The difference of .004% would be about $20 for a $5,000 balance transfer. For $54 billion in transfers, that small drop would have saved consumers $216 million.

15. Cash Advances Account for About 2% of Balances

Cash advances made up about 2% of overall card balances in 2018, the CFPB reported. The total volume of advances rose just 2% from 2015, far slower than the increase in credit card balances and purchases over the same time frame. Cash advances total more than $3 billion, on average, each quarter.

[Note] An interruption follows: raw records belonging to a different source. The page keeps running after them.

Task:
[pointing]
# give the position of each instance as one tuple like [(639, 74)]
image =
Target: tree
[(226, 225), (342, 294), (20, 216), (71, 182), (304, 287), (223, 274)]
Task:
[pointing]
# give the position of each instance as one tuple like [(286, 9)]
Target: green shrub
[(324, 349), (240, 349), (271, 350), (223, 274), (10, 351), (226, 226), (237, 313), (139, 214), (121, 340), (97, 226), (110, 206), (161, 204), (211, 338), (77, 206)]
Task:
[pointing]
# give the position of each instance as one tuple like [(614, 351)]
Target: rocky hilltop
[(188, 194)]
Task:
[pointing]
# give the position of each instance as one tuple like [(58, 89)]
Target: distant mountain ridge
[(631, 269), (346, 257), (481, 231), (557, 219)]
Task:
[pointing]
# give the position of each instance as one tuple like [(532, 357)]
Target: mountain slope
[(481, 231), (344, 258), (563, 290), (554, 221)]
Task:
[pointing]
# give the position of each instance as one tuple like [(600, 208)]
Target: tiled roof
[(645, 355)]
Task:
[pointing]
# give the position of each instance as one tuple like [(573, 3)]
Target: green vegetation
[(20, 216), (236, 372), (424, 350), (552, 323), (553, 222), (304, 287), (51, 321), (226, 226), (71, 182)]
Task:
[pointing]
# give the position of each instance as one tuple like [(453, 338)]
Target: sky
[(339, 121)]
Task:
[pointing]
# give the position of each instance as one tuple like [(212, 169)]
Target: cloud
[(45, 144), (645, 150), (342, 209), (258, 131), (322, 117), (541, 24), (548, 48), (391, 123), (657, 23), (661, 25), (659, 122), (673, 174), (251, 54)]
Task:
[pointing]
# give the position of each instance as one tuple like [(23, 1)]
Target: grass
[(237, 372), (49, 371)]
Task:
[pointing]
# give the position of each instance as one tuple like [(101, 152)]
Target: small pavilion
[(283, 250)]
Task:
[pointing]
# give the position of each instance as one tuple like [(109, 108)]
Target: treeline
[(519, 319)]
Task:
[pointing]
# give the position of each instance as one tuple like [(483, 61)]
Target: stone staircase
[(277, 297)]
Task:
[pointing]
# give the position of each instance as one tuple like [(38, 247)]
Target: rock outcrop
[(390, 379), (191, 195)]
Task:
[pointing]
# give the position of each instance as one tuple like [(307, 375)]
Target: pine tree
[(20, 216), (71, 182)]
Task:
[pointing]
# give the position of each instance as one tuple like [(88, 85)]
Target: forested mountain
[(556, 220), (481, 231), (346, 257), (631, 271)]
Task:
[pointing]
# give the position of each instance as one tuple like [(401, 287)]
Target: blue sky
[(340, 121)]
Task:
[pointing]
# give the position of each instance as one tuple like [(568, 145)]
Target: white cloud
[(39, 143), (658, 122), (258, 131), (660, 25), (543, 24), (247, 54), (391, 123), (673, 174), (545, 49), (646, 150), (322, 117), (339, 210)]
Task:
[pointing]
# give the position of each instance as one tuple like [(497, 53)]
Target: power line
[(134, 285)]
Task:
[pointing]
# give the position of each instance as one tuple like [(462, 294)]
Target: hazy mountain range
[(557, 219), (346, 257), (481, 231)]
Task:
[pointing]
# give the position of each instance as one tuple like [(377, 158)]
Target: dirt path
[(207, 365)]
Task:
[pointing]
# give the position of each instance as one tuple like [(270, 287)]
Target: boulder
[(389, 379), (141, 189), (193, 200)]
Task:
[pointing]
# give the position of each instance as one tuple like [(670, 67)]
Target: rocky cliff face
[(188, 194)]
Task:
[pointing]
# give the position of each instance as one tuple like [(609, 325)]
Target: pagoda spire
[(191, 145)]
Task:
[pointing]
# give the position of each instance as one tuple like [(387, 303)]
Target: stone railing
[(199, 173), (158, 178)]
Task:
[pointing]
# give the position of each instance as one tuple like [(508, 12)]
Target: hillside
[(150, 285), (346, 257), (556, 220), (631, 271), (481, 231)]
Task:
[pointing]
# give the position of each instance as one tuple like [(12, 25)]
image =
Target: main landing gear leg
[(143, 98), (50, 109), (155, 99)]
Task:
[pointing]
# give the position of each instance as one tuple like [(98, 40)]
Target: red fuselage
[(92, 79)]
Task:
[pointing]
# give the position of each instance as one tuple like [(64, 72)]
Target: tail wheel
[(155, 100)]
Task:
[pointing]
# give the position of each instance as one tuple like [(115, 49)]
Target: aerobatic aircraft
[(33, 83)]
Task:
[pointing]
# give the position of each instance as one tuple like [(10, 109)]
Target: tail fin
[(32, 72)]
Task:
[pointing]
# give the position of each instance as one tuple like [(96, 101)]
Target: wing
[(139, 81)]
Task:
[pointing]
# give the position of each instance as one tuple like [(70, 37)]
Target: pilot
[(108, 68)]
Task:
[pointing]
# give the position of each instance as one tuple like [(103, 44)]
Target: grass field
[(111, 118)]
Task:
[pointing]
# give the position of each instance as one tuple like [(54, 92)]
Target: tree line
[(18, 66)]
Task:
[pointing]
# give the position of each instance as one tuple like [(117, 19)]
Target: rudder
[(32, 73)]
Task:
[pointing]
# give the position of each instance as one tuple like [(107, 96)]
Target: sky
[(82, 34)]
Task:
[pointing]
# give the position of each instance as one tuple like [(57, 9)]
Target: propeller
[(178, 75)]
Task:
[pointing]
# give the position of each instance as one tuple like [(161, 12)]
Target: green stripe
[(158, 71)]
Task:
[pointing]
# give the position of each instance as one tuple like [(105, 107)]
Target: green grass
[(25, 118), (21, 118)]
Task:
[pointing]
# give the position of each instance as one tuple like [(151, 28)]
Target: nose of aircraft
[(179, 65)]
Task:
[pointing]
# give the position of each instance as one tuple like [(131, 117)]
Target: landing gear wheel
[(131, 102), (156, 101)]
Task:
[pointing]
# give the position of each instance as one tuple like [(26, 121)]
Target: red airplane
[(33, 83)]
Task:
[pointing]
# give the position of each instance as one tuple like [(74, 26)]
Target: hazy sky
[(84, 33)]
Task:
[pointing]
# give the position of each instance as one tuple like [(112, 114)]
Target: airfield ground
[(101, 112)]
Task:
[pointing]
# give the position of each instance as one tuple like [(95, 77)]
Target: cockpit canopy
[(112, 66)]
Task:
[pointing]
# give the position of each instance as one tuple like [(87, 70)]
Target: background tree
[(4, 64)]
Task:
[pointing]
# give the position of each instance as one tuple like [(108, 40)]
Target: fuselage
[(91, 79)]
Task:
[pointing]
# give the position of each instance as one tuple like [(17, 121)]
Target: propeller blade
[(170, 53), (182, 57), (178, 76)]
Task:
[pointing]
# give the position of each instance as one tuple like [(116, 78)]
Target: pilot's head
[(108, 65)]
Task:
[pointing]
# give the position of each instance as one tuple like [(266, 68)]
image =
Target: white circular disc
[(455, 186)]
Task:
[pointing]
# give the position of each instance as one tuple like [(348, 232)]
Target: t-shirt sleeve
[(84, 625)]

A cash advance lets you get cash, rather than make a purchase, from your available credit on your card. Your card issuer may treat your transaction as an advance if you use your card to:

  • make an ATM withdrawal.
  • purchase foreign currency, traveler’s checks, gift cards, prepaid cards, convenience checks, or virtual currency.
  • get chips at a casino.
  • buy gold at a bank.
  • cover an overdraft on a linked savings or checking account.

In general, the maximum amount you can withdraw as a cash advance, or cash line, is 20% of your credit card limit, according to the CFPB report. Cash advances typically involve upfront fees and interest that starts to accrue as soon as the cash is advanced. Cash advances have no grace period, and the interest rate may be higher than those for purchases.

Consider these Stats as You Search for Your Next Card

While there’s no one credit score that you have to have to get the best card offers, higher scores generally mean you’ll get more offers and be offered better terms, such as lower rates, fewer fees, and better rewards.

Reviewing your credit reports may also help you spot signs of identity theft.

One thing these credit card debt statistics won’t tell you is which cards are the best cards for you. To figure that out, you’ll need to think about some personal statistics, such as your credit score, whether you carry a balance, where you usually use your cards, and whether you’re a student or you own a business.

With those parameters in mind, you’ll be able to shop for and compare cards to choose the ones you want.